# Freezer Burn issue



## reefman (Jun 10, 2011)

I have some strawberries that were frozen, that I thawed to use for my Strawberry wine, but they have major freezer burn on them. Can I still use them, or should I just pitch and buy fresh?


----------



## djrockinsteve (Jun 10, 2011)

Honestly I don't know. I would use them myself as the sugar will still be there. My concern would be if that taste of freezer burn would carry over into the wine. How big a batch are we talking?

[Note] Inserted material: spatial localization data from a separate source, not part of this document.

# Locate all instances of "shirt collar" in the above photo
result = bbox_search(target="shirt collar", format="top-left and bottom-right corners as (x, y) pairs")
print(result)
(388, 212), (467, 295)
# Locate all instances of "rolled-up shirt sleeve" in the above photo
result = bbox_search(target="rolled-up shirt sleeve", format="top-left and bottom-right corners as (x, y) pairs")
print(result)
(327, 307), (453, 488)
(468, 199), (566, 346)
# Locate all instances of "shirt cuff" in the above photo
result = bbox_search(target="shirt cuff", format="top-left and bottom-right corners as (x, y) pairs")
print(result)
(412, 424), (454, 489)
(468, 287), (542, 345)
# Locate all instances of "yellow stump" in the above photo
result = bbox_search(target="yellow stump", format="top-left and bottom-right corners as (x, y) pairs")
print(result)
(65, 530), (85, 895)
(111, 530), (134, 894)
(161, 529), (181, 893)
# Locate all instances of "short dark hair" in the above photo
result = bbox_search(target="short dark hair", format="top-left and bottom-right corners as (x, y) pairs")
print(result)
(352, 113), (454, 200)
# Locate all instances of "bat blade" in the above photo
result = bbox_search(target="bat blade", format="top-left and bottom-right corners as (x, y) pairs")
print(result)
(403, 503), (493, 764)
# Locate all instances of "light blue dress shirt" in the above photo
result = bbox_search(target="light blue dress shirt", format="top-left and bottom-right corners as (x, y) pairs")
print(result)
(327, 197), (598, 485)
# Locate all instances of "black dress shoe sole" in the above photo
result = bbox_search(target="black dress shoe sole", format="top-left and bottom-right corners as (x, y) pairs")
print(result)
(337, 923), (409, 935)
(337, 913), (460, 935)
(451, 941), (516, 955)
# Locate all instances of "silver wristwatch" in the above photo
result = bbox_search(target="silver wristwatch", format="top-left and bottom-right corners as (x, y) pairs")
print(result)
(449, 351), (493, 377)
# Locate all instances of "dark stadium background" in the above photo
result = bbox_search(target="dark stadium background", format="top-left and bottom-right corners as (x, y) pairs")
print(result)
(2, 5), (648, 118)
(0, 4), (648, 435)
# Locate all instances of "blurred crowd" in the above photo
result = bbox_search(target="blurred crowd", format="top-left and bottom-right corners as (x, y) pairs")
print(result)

Could you use them to blend with another fruit? Just ideas


----------



## reefman (Jun 10, 2011)

I am using part frozen and part fresh strawberries. It's a 5 gallon batch.
I have about 30 lbs of fresh, and 10 pounds of frozen.


----------



## Sirs (Jun 10, 2011)

all freezer burn is, is where all the moisture is taken out of whatever is burned. It takes out alot of flavor but doesn't really change it alot other than flavor thats why freezer burned meat taste like cardboard all the moisture and flavor has been taken out


----------



## reefman (Jun 10, 2011)

Thanks, that makes sense, I'll go ahead and use them, and save some of the fresh berries for the f-pack


----------



## Arne (Jun 10, 2011)

You can try tasting the freezer burned strawberries. If they taste ok as in not bad, use them, if they don't taste good don't use em. Good fruits make good wine, bad fruits do not. Arne.


----------



## Tom (Jun 10, 2011)

Go for it!
thaw it out and GO!


----------



## SarahRides (Jun 10, 2011)

I agree with Arne, I would taste them. even if they taste a little freezer burned, maybe when used with the fresh the taste won't be as noticeable.


----------